入定は、真言宗に伝わる伝説的信仰で、元の意味は「禅定(ぜんじょう)に入る」という意味ですが、弘法大師が永遠の瞑想に入っているという意味になっていて、多くの宗教に見られる奇跡のようなものです。それを信じることが信仰ということです。空海は、生死の境を超え弥勒菩薩出世の時まで、衆生救済を目的として永遠の瞑想に入り、現在も高野山奥之院の弘法大師御廟で入定していると信じられています。そこで、高野山金剛峰寺では、「生身供(しょうじんぐ)」という、入定後から現在まで1200年もの間続けられている儀式があります。奥之院の維那(ゆいな)と呼ばれる仕侍僧が1日2回、御廟の空海に衣服と食事を届けることが行われています。

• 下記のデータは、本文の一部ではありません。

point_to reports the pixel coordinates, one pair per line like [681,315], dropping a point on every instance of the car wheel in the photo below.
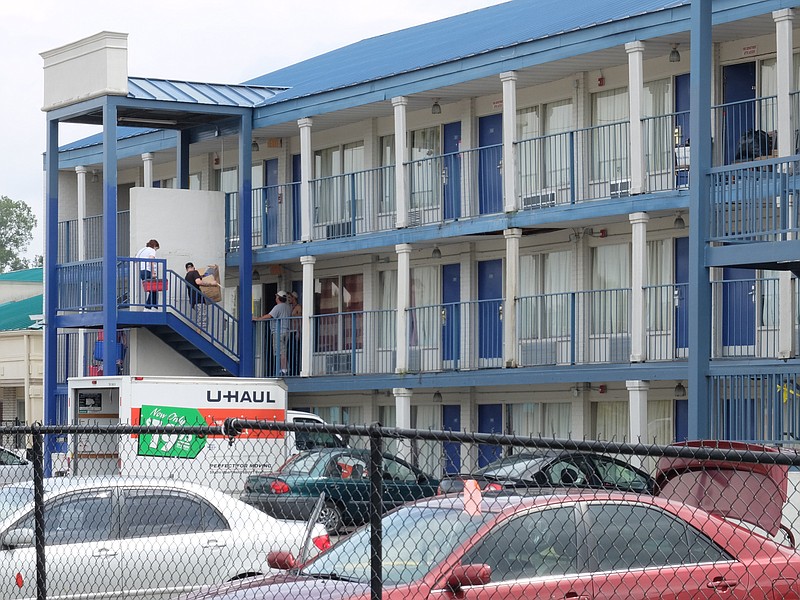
[331,517]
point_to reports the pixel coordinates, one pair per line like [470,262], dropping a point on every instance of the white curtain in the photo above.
[428,453]
[659,299]
[611,272]
[612,421]
[657,102]
[659,422]
[557,417]
[609,146]
[425,293]
[387,293]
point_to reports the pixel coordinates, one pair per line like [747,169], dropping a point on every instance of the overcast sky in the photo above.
[199,40]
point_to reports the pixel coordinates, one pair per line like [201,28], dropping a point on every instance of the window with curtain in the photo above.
[388,158]
[608,140]
[425,168]
[659,298]
[387,292]
[428,454]
[657,102]
[611,421]
[425,293]
[611,281]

霊廟内の模様は維那以外が窺うことはできず、維那を務めた者も他言しないため部外者には実態は秘密のままです。また、入定したあとも諸国を行脚している説もあり、その証拠として、毎年3月21日に高野山の宝亀院が行う空海の衣裳を改める儀式の際、衣裳に土がついていることがあげられています。信仰に伝説はつきものですが、事実であるかどうかよりも、儀式が続けられる中で真実になっていくことがしばしばあります。唯物論的な視点から批判することは無意味でしょう。これら2つの重要な宗教関係が同日というのは偶然ですが不思議です。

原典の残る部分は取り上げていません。